Roger Corman’s 1960’s black and white film, Little Shop of Horrors, was a farcical black comedy made in a couple of days by Corman as he used a film set that was going to be demolished. The story is of the hapless Seymour who works in a florist shop with naive Audrey and their boss, Mr Mushnik. Seymour brings an unusual plant he has grown to become an attraction at the run down shop. The Jewish humour and the strange characters like Mrs Shiva, a customer who has a supply of dead relatives who need funeral flowers; the flower eating customer, Burson Fouch; evil dentist, Dr Farb; masochistic dental patient, Wilbur Force played in the movie by a young Jack Nicholson; giddy high school girls; a couple of gumshoe detectives; Seymour’s hypochondriac mother with her weird medical advice, and more, make the movie funny anyway.

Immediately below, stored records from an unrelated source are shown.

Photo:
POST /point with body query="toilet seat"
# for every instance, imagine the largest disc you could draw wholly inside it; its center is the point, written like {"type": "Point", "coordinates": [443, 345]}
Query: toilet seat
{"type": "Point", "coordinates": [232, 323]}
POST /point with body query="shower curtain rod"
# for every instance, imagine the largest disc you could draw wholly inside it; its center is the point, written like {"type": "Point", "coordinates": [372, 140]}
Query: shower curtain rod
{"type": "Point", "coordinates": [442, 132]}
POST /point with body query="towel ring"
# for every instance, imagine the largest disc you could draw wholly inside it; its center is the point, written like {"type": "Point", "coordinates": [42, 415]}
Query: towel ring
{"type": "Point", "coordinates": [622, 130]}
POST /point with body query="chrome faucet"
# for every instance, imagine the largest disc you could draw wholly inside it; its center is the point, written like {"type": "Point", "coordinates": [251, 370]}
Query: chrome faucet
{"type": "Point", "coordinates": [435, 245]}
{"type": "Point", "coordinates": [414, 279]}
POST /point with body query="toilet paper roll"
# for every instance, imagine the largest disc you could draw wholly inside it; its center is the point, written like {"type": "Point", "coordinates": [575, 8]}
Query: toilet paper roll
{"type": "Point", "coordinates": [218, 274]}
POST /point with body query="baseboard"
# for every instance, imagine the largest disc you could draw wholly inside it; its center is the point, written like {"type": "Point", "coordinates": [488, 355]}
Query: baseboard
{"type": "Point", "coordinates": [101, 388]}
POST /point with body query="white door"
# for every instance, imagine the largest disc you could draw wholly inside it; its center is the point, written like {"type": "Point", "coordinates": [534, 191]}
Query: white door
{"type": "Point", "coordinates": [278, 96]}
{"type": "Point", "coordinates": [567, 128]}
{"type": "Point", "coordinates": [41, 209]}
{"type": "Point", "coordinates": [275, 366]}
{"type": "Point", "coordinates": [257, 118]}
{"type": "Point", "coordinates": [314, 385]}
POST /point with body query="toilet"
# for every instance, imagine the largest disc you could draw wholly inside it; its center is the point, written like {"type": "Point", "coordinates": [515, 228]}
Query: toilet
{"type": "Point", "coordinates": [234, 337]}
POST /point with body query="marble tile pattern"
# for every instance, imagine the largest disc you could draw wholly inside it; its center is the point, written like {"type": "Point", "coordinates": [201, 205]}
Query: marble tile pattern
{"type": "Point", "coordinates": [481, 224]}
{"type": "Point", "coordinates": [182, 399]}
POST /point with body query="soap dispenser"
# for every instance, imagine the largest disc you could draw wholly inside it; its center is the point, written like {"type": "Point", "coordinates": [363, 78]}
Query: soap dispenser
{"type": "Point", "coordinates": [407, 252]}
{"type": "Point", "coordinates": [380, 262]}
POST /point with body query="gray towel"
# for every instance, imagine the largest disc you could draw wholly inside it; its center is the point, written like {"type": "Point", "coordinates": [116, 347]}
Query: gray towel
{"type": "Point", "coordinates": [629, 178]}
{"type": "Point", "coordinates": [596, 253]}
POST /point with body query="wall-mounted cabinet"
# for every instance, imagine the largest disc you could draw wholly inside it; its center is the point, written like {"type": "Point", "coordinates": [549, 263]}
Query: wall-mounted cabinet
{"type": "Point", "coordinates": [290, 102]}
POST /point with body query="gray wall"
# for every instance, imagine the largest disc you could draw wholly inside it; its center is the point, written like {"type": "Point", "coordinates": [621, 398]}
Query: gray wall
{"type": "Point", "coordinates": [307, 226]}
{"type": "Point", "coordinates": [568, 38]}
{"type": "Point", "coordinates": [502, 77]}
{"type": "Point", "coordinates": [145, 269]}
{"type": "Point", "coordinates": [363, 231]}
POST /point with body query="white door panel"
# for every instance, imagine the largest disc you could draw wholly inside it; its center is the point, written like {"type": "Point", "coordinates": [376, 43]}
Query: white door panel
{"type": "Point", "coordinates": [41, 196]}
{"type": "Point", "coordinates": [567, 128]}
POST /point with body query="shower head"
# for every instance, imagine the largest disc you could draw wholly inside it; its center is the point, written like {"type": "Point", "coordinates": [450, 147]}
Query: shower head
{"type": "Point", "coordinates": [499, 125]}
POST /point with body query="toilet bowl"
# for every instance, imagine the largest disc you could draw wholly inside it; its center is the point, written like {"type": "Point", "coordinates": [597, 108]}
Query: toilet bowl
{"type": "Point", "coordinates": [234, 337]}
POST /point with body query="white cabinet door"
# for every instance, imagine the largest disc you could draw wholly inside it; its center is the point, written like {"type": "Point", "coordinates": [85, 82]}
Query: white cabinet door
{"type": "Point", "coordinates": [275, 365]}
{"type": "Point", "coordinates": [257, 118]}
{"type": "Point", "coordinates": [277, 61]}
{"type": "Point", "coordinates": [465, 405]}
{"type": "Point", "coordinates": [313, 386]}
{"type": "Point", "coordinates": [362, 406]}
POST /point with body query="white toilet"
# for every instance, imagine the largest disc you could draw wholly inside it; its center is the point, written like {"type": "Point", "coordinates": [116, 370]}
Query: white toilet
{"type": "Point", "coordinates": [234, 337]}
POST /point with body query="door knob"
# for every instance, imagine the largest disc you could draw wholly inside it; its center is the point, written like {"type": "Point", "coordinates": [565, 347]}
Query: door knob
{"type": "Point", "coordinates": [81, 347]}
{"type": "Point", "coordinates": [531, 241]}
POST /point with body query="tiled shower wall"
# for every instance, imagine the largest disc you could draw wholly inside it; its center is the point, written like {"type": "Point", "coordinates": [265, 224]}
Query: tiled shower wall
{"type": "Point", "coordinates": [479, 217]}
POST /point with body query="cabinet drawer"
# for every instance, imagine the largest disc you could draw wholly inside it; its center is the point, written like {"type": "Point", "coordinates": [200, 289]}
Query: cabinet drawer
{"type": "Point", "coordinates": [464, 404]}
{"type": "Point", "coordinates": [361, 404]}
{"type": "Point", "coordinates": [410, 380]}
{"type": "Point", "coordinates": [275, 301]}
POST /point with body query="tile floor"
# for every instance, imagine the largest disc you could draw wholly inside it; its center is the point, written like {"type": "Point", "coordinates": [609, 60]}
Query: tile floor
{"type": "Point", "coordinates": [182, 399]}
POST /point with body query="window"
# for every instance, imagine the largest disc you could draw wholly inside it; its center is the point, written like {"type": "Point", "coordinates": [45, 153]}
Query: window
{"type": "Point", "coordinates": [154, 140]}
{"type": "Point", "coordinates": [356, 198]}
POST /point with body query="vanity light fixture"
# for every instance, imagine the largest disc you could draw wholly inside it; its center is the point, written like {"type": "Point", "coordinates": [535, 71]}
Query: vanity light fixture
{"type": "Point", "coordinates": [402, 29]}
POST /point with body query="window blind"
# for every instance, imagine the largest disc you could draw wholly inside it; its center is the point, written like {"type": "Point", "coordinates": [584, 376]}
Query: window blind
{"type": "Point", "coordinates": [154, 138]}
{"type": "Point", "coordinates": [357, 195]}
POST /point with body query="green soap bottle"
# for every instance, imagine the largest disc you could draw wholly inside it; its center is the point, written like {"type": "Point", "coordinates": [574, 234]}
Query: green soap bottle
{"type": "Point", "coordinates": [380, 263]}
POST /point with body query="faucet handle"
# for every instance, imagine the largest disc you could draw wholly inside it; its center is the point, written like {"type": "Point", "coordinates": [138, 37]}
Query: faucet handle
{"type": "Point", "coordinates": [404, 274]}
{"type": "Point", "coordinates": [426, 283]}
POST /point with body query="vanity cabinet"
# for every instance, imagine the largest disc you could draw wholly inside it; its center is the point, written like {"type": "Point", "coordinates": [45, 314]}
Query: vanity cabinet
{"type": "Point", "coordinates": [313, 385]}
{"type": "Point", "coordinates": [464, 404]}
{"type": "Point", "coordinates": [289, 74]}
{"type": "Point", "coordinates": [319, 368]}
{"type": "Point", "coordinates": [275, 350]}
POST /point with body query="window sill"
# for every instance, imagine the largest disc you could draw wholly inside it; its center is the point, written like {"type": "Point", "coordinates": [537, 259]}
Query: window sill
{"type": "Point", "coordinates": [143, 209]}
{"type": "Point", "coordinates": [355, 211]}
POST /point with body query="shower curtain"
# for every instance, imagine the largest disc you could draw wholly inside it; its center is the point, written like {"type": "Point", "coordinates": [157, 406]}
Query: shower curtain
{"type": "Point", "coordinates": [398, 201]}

Put Live-Live Cinema’s spin on the soundtrack to this movie and you have a recipe for success. The original music ties the scenes together and I loved the fact it was played live. Each performer had to voice several characters each as there are nearly twenty characters in the movie. Seymour was perfectly played by Byron Coll and he had to display circus like agility to ring the bell for the florist shop door. The bell was brilliantly manipulated by Hayley Sproull with a pulley system to make it nearly out of reach for Coll. Her voices were great as the breathless Audrey and the haughty, crazily named, Mrs Hortense Fishtwanga, who is from the Society of Silent Flower Observers. Laughton Kora’s musical skills were apparent and he had some great rants and raves as the mean Mr Mushnik. Tom Knowles had the dubious honour of slapping his bare stomach for some sound effects and he played a variety of characters with great comic timing and camp style.

Looking forward to the next show that Live-Live Cinema put on.

Diane Hume-Green. Diane is a regular contributor to ARTbop in her column Scene About Town.  Diane, a member or Tauranga Writers, has a background in fashion, music and design.